Por exemplo, através de campanhas nas redes sociais para partilhar testemunhos de leigos, religiosos e sacerdotes, mostrando uma Igreja viva e próxima; ou o uso do TikTok e do Reels para explicar tópicos de fé em uma linguagem acessível e visualmente atraente.

Oferecendo treinamento e orientação espiritual por meio de videochamada. O uso de inteligência artificial e aplicativos para facilitar a vida paroquial, como chatbots em sites paroquiais para responder a perguntas frequentes sobre sacramentos, horários e formação; aplicativos para oração e estudo da Bíblia, como Hallow, Laudate ou Bible App, que permitem uma experiência de fé mais personalizada; e calendários e agendas paroquiais digitais para coordenar melhor as atividades e eventos da comunidade.

E também usar a tecnologia para melhorar a evangelização e a ação social, por exemplo, com mapeamento digital das necessidades locais com ferramentas como o Google Maps para identificar onde é necessária ajuda pastoral ou caritativa, arrecadação de fundos online para projetos de solidariedade por meio de plataformas como GoFundMe ou Bizum, ou conexão com missionários e comunidades remotas por meio de transmissões ao vivo e redes de satélite para treinamento e apoio pastoral.

P.: Você poderia compartilhar alguma experiência em que viu a sinodalidade expressa por meio da comunicação digital?

R.: A forma como nós, missionários digitais que fazemos parte do projeto Igreja Te Escuta, trabalhamos é completamente sinodal. Nós nos reunimos, todos participamos, as decisões são tomadas por consenso, o trabalho é compartilhado, todos podemos participar livremente e deliberamos juntos.

Um coração evangelizador

P.: Por favor, deixe uma mensagem para nossos leitores.
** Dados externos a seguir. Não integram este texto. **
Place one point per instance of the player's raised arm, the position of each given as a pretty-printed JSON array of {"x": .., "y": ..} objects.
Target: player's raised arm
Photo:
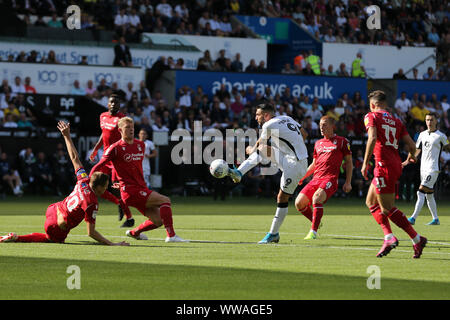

R.: Estamos vivendo em tempos históricos em que a tecnologia está mudando a maneira como nos comunicamos, aprendemos e nos relacionamos. Como Igreja, somos chamados a aproveitar essas ferramentas para proclamar o Evangelho, promover a comunhão e fortalecer a participação de todos na missão.

A digitalização nos oferece oportunidades concretas para tornar nossa Igreja um espaço mais inclusivo e mais próximo das realidades locais. Temos os meios à disposição para garantir que ninguém fique de fora da jornada sinodal. Mas tudo isso só será verdadeiramente fecundo se for acompanhado de um coração evangelizador e de uma comunidade ativa que o utilize com criatividade e amor.

Não basta estar no mundo digital; Precisamos ser a presença viva de Cristo neste espaço, gerando diálogo, construindo pontes e levando esperança àqueles que buscam sentido em suas vidas.